Social Media Sentiment Analysis: The Hajj Tweets Case Study
- 1 Yarmouk University, Jordan
Abstract
About forty five percent of the world's population use social networks, thinking of using these platforms seemed to find people's opinions and feelings on various topics. Companies that offer their services and products to customers focus on the subject for future improvement. Thus, serious thinking began to analyze the views of people across different social platforms and also to develop the best ways to analyze these views.
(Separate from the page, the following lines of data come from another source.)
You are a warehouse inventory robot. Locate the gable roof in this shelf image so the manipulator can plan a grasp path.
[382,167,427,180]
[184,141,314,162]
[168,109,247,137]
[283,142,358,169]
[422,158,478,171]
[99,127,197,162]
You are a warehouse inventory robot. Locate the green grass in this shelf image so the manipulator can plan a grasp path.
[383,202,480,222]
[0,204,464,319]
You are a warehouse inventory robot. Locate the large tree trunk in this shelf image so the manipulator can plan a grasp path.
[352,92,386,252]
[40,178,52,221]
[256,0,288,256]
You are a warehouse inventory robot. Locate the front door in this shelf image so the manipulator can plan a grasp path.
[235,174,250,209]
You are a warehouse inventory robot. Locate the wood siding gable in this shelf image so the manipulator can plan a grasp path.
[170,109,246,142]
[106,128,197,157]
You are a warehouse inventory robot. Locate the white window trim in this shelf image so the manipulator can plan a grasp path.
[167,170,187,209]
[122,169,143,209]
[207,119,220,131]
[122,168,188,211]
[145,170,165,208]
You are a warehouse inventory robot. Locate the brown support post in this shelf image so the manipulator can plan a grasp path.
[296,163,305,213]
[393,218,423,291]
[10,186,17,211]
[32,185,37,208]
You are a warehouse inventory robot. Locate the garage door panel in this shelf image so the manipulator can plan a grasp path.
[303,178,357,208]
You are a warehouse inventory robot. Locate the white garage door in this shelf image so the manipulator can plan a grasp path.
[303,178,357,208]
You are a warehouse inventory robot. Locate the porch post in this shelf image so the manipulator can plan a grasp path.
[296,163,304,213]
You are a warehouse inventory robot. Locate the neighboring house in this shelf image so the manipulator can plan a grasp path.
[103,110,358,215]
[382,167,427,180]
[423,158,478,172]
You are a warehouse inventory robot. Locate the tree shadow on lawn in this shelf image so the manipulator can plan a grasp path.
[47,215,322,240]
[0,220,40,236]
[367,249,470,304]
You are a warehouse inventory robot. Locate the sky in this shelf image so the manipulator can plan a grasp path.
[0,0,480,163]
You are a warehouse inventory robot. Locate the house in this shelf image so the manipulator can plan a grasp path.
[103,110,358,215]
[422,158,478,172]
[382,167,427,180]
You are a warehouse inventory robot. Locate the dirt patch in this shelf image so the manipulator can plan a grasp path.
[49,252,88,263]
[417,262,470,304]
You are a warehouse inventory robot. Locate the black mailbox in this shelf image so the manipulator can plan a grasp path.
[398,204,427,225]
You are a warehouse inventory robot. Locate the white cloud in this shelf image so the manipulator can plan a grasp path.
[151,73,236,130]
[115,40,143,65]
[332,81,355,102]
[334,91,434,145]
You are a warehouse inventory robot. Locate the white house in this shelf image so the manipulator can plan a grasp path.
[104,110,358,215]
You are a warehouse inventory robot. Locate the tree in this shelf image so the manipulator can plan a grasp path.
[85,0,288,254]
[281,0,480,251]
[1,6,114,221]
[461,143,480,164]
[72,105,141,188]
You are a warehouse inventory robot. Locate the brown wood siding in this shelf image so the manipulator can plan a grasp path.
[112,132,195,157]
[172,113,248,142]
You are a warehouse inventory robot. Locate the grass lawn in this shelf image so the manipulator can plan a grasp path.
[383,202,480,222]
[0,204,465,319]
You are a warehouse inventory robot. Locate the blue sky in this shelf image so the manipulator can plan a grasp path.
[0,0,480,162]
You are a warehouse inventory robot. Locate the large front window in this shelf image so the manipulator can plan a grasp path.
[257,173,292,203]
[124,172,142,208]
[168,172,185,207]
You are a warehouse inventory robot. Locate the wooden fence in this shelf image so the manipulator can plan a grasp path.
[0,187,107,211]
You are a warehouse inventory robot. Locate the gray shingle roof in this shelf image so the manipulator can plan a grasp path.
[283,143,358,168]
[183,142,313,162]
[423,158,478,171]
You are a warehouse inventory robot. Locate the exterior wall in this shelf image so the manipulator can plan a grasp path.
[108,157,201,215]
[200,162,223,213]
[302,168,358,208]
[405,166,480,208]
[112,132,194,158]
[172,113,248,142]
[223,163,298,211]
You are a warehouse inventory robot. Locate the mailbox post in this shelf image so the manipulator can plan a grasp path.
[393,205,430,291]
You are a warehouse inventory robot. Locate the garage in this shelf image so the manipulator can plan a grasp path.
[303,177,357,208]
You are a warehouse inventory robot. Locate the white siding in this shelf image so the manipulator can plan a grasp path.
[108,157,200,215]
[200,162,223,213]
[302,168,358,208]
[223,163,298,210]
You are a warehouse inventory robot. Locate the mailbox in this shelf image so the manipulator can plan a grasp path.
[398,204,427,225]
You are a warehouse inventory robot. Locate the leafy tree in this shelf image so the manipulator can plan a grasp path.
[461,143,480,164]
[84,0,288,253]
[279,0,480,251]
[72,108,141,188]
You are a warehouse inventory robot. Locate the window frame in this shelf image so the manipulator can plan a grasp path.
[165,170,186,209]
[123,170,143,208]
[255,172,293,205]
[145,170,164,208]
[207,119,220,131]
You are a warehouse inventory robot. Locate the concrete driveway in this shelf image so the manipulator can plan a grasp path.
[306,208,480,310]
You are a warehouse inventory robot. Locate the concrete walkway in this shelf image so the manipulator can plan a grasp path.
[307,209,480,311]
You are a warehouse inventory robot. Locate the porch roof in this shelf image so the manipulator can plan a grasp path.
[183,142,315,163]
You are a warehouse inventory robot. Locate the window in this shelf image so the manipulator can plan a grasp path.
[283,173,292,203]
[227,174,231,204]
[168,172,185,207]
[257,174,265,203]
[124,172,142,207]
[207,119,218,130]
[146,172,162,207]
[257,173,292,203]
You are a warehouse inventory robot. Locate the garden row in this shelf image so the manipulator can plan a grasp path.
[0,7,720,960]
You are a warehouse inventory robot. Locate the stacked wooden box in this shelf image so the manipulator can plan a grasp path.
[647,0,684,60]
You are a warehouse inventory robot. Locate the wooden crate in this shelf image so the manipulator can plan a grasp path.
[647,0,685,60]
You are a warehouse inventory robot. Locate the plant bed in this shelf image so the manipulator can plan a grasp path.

In this study, we focused on finding the best way for sentiment analysis by using a series of Hajj-related tweets, which is one of the most important rituals performed by Muslims, where the companies responsible for the pilgrimage season seek to complete the season in best way every year. We used the Support Vector Machine (SVM), K-Nearest Neighbor (KNN) and Naïve Bayes (NB) as supervised algorithms for machine-learning approach and Text Blob analyzer for lexicon-based approach. Finding shows that, machine learning techniques worked better than the lexicon approach in the classification and analysis of Hajj related tweets. Even the limited availability of Hajj tweets corpus dataset, SVM reaches the best accuracy which was 84%.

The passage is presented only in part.